It Is Ridiculously Difficult to Buy a ‘Dumb’ TV ⇥ techdirt.com
Jeff Somers, Lifehacker:
That’s a lot of reasons to want a smart TV in today’s hyper-connected age but there are actually a lot of reasons why you don’t want a smart TV—and why you should strongly consider buying a “dumb” TV that offers an incredible viewing experience, and leave all the smarts to a separate device. In fact, here’s why you should buy the dumbest TV you can find.
Karl Bode, Techdirt:
You used to own a TV for ten years, and you’d just swap in and out HDMI-connected hardware as technologies evolved. But by integrating an OS and trying to dominate the hardware space, TV vendors have created a new, wasteful paradigm that shortens the shelf-life of televisions. Frustrated by the slow OS of a four year old TV? Better just buy an entirely new one!
Commenters on Bode’s post appear to have suggestions, but I was unable to find any of them on Amazon’s Canadian store. Bode references a 65-inch Samsung model, but I could not find that on Samsung’s site. Most online stores do not have a way to filter for non smart TVs, either.

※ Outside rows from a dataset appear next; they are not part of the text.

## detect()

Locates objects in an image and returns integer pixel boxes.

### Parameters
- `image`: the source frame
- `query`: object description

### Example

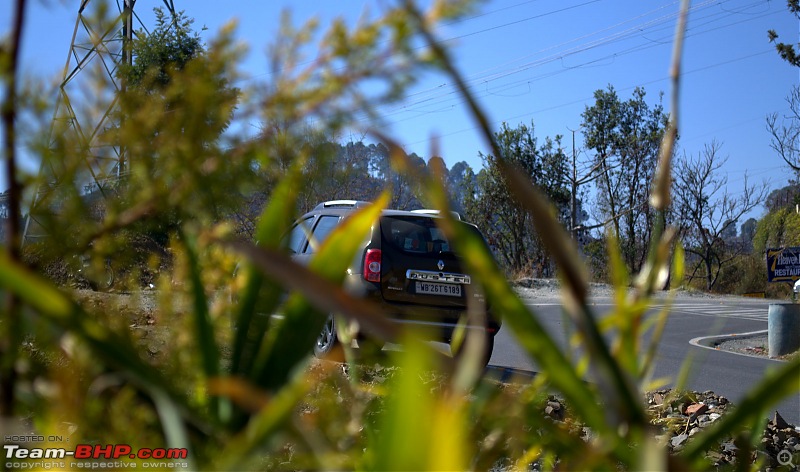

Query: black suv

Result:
[287,200,500,362]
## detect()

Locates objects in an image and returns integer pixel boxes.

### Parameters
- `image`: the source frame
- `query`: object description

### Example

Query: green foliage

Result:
[0,2,800,470]
[119,8,204,89]
[465,123,570,276]
[581,85,668,271]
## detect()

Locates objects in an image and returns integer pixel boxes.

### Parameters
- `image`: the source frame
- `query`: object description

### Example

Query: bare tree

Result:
[674,141,768,291]
[767,86,800,172]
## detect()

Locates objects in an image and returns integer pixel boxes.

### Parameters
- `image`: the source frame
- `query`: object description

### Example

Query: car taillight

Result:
[364,249,381,282]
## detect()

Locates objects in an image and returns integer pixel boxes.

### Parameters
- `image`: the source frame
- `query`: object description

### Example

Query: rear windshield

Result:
[381,216,472,254]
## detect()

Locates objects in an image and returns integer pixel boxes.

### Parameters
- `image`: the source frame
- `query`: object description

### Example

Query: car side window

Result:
[303,215,339,254]
[286,217,314,254]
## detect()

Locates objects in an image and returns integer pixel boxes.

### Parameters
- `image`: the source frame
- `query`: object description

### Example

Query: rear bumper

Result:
[346,274,501,342]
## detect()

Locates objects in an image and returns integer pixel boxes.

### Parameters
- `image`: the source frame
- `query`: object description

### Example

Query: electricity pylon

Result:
[23,0,175,243]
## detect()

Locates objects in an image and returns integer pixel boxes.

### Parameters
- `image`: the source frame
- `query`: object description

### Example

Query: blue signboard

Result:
[767,247,800,283]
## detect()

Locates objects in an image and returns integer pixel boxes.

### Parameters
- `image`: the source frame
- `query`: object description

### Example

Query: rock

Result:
[772,411,791,429]
[722,441,739,454]
[650,392,664,405]
[670,434,689,448]
[685,403,708,418]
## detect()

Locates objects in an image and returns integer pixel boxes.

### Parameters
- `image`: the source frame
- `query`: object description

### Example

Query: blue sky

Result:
[6,0,800,223]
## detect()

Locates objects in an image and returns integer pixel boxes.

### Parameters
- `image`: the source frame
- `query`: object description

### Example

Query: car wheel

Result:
[314,315,339,358]
[450,333,494,367]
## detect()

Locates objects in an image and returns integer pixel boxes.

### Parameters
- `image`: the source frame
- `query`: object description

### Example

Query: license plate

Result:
[417,282,461,297]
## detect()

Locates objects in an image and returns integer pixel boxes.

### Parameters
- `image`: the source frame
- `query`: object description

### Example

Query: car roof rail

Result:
[314,200,370,210]
[411,208,461,221]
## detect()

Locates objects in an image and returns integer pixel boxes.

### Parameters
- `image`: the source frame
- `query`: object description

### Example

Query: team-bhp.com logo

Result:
[3,444,189,460]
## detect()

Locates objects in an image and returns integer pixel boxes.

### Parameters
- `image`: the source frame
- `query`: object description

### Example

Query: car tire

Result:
[314,315,339,359]
[450,333,494,367]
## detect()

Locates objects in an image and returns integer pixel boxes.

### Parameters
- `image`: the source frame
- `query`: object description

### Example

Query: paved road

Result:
[490,298,800,425]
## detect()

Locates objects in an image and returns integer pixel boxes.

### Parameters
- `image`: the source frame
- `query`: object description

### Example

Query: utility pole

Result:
[22,0,175,244]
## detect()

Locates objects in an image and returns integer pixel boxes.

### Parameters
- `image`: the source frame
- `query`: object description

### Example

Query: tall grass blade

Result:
[178,229,231,422]
[231,159,305,376]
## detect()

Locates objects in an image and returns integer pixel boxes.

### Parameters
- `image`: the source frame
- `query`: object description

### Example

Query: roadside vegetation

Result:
[0,0,800,470]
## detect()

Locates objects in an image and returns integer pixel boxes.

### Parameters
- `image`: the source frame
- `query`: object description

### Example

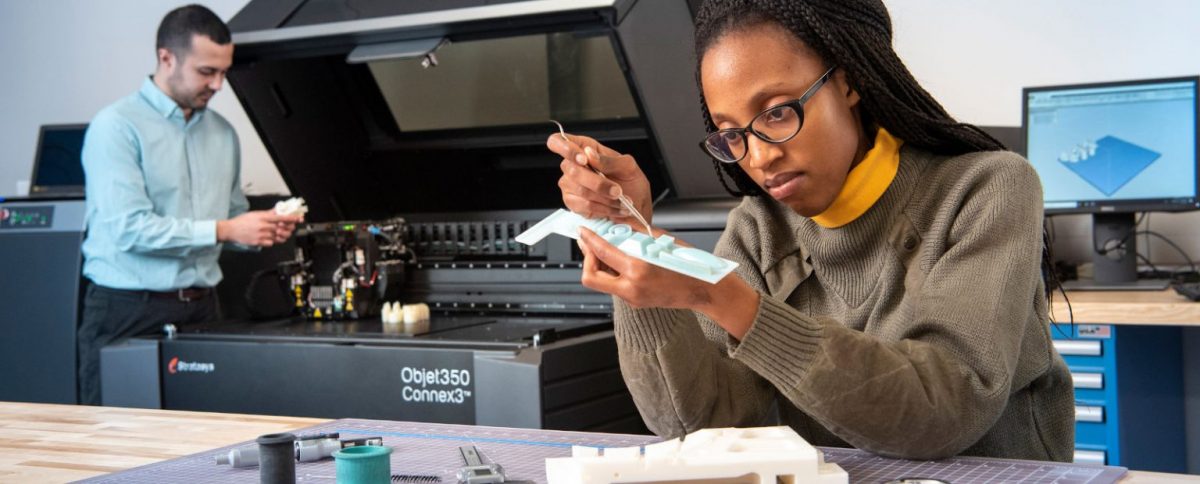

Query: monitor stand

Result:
[1062,213,1170,291]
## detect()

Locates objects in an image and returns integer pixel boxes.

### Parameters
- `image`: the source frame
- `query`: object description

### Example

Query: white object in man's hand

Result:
[275,197,308,216]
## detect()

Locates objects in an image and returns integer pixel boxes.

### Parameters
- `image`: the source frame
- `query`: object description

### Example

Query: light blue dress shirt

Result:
[83,78,250,291]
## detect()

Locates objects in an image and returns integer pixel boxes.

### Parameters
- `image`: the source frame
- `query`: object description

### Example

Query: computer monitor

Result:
[29,124,88,197]
[1021,77,1200,289]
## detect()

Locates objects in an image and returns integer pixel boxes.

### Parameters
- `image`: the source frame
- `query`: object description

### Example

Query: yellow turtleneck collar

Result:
[812,127,904,228]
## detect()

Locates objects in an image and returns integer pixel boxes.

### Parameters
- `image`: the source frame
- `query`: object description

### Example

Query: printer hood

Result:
[228,0,725,221]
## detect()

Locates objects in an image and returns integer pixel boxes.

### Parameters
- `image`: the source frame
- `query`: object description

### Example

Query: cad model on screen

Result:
[516,209,738,283]
[546,426,850,484]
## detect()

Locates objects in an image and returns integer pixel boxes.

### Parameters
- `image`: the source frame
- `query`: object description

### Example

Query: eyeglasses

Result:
[700,67,836,163]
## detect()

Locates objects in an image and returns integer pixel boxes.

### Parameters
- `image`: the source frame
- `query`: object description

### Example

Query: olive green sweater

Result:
[616,147,1074,461]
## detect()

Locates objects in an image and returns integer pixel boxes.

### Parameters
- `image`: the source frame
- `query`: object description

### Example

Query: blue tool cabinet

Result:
[1050,324,1187,472]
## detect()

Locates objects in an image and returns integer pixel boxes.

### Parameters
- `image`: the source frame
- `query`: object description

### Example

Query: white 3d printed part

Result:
[275,197,308,216]
[516,209,738,283]
[546,426,850,484]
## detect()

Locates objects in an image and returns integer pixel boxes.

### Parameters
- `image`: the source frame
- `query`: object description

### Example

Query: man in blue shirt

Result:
[78,5,300,405]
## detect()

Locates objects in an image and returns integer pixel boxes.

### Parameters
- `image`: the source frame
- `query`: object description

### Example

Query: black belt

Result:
[96,286,212,303]
[146,287,212,303]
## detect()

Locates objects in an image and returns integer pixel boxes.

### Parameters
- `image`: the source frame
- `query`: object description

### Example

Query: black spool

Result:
[256,434,296,484]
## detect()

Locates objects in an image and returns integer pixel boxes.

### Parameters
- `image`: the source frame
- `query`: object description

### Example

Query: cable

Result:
[1042,216,1075,337]
[1139,231,1196,273]
[241,268,292,319]
[1092,211,1146,256]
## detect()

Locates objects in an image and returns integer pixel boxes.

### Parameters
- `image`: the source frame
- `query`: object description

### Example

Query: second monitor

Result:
[1021,77,1200,289]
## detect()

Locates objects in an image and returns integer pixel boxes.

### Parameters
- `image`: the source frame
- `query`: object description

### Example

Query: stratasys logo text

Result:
[167,357,217,375]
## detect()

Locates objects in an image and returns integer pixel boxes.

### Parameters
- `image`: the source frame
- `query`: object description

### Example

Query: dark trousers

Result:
[77,283,220,405]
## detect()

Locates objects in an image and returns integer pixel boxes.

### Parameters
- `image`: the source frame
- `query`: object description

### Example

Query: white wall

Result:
[0,0,1200,263]
[0,0,287,196]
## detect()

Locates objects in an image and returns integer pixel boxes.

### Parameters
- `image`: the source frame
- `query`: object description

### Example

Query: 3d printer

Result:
[278,217,414,319]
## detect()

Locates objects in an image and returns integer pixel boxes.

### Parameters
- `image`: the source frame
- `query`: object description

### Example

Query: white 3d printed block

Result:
[546,426,850,484]
[516,209,738,283]
[275,197,308,216]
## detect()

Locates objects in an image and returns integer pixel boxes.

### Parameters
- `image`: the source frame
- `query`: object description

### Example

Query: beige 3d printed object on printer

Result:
[546,426,850,484]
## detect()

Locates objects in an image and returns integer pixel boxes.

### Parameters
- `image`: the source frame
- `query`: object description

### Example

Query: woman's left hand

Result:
[580,227,758,339]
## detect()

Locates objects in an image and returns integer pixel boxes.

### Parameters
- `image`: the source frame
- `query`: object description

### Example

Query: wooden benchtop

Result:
[1054,289,1200,327]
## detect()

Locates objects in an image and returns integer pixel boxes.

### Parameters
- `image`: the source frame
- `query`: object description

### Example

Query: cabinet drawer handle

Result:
[1075,405,1104,422]
[1075,449,1105,466]
[1054,340,1103,357]
[1070,371,1104,388]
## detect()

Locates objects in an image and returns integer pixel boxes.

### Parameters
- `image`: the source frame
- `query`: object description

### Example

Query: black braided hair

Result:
[696,0,1004,196]
[696,0,1057,297]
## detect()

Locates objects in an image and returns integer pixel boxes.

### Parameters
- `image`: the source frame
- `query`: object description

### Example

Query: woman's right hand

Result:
[546,133,652,225]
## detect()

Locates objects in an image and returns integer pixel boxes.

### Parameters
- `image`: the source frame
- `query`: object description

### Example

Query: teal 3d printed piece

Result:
[516,209,738,283]
[334,446,391,484]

I am sure there is a chunk of the market that is totally fine with this situation, but I am also sure there is a huge chunk of the market that is not. I am one of the people in the latter. And I find it hard to believe vendors could not sell these televisions if they wanted to.
I bet consumer demand is not the reason for the proliferation of smart TVs. It is almost certainly the result of an anti-privacy ad economy that makes so much money for these brands, the viewing data they are also paid to collect, and deals with streaming services to embed their apps. Given the rate at which iOS users have attempted to opt-out of tracking, many people probably prefer a TV option they are unable to find.
I sympathize with John Siracusa.
Update: In case I am reading this later, when I am next in the market for a TV, Staples and Walmart have a yes-or-no filter for smart TVs.